Княжич, князь (СИ) - Корин Глеб
Он взял Кирилла за плечи и приблизил к его лицу свое:
— В глаза мне посмотри — смогу ли я тому, что сейчас в тебе, даже нечаянную обиду нанести?
— Ты… Ты уж прости меня, брат Иов.
— Бог простит, княже.
— Чевой? Княже? — с радостным изумлением тут же обернулась к ним сидевшая на траве у дороги грудастая молодица. Подхватившись на ноги, она яростно замахала ладошкой в сторону группы крестьян, обступивших кого-то из братий, закричала:
— Сюда, сюда! Здеся милостивец наш, здеся! Вот он!
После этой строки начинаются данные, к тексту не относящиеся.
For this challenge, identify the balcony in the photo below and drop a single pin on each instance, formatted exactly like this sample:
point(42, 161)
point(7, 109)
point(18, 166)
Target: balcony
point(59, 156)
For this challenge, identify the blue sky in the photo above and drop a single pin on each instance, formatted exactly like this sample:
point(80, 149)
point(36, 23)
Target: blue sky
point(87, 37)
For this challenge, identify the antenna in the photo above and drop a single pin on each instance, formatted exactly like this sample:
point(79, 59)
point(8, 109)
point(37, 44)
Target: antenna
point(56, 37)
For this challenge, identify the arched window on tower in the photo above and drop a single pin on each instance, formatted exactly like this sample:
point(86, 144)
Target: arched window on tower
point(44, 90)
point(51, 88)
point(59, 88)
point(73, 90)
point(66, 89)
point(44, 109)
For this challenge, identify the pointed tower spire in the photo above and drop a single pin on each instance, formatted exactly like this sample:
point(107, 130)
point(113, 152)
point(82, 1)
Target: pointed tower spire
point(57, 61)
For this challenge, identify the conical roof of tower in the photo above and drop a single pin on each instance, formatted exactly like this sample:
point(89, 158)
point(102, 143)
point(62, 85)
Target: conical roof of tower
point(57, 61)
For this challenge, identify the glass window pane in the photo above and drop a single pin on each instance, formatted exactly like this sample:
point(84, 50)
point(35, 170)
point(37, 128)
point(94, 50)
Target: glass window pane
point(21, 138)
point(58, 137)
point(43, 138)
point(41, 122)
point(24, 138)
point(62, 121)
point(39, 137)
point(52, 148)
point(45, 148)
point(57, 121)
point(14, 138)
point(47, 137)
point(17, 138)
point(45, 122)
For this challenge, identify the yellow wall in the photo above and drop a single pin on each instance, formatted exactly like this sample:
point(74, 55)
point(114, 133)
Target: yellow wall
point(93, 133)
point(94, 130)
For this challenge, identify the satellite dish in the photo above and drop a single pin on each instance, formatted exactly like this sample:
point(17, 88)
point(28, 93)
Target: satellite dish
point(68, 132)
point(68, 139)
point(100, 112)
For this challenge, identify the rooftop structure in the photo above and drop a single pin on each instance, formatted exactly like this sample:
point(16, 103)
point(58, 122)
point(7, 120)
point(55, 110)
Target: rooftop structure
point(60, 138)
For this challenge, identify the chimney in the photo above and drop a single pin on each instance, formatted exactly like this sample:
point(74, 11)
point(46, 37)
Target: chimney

Народ, бросив теребить монаха, воодушевленно устремился к опознанному «милостивцу». Молодица же тем временем проворно ухватила Кирилла за руку, звучно чмокнула ее и опять заголосила:
— Мой-то, как с обозом чумацким от варниц соляных воротился, всего-навсего осемь чеканов серебряных да дюжины две лисок медных в дом принес! Сам же втору седмицу на постоялом дворе у Шульги бражничает — а это ж на какие такие шиши? Я уж во все глаза за ним, но только по сей день никак дознаться не выходит, где он, ендовочник да скаред подлый, утаенное от детушек своих голодных схоронил. Поведай, княже!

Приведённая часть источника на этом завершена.